Obiettivi della Convenzione: contrastare i paradisi fiscali, l’elusione, rendere trasparenti i bilanci delle multinazionali e delle loro scatole cinesi, far emergere i patrimoni occultati in giurisdizioni di favore, e così via. Chi ha fatto blocco contro quella decisione è stato un gruppo di Stati guidato dal Regno Unito (e Usa). Proprio Londra, appena prima di votare, ha proposto un provocatorio emendamento per eliminare dal testo qualsiasi riferimento alla parola “convenzione”, minando le basi giuridiche del processo. Per fortuna la maggioranza dei Paesi ha risposto picche ed è andata avanti, licenziando a metà agosto 2024 i cosiddetti “Termini di riferimento” della Convenzione in divenire. Entro fine anno l’Assemblea voterà la loro versione finale. Ma perché il Regno Unito osteggia questo cambiamento epocale?

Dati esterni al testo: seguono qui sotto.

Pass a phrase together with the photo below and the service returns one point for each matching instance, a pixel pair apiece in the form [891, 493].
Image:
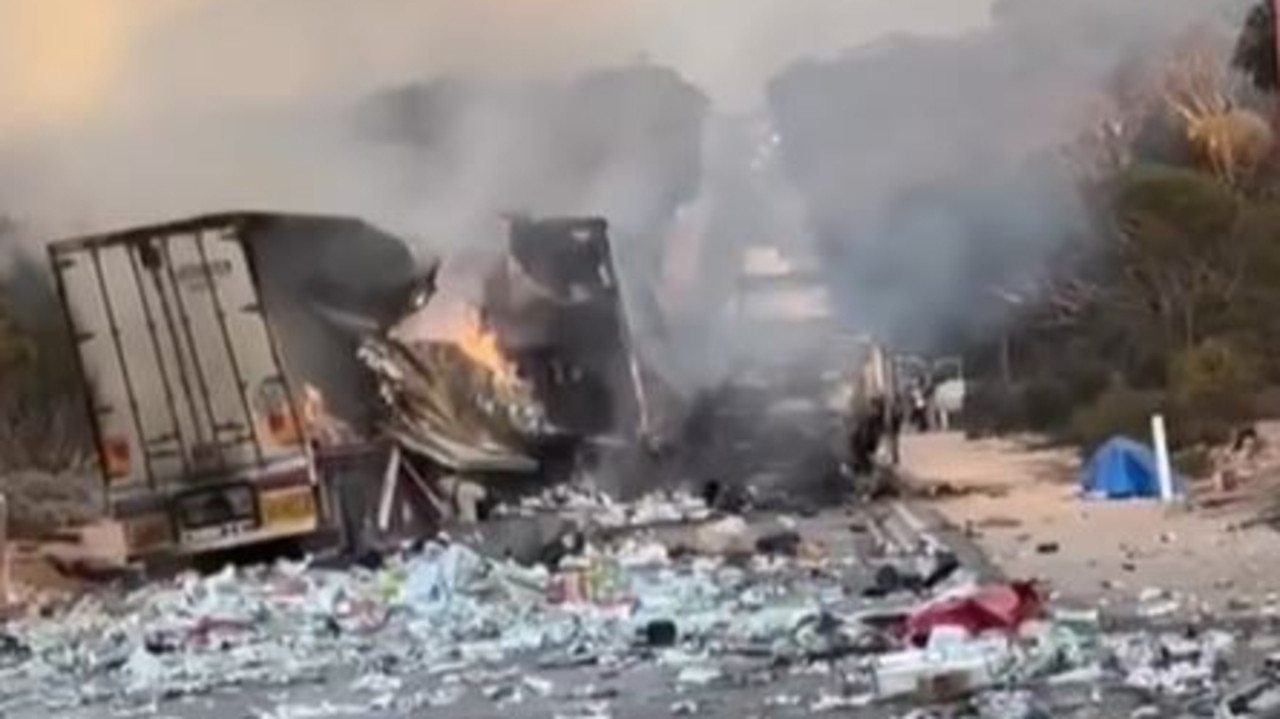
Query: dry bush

Semplice: Londra e il suo “secondo impero” composto dalle Crown Dependencies e dai Territori d’Oltremare, ci ricorda Tax Justice Network, è ancora oggi il più grande promotore dell’abuso fiscale globale. Nel 2023 almeno 309 miliardi di dollari di profitti sono stati spostati nel “secondo impero” inglese da imprese multinazionali, con un costo per il resto del mondo di oltre 84 miliardi di dollari in termini di tasse non riscosse a causa della scappatoia. Succede ogni anno. Non solo: il Paese governato pro tempore da Starmer è anche responsabile di oltre la metà dei 169 miliardi di dollari di tasse che il mondo perde ogni anno a causa della “delocalizzazione” della ricchezza privata e dell’evasione: oltre 85 miliardi di dollari.

È una tradizione secolare. Secondo uno studio della piattaforma Decolonising economics, infatti, “le pratiche fiscali inglesi nell’India coloniale hanno agevolato in passato l’estrazione di qualcosa come 45mila miliardi di dollari dal continente verso lo Stato britannico e le sue aziende”. Per non parlare dello Slave compensation scheme, in base al quale i proprietari di schiavi furono risarciti per la perdita della loro “proprietà” a seguito all’abolizione della schiavitù, il che diede una spinta fenomenale alla “rivoluzione industriale” e stimolò investimenti in infrastrutture pubbliche che sono vitali ancora oggi. È il pragmatismo di chi comanda.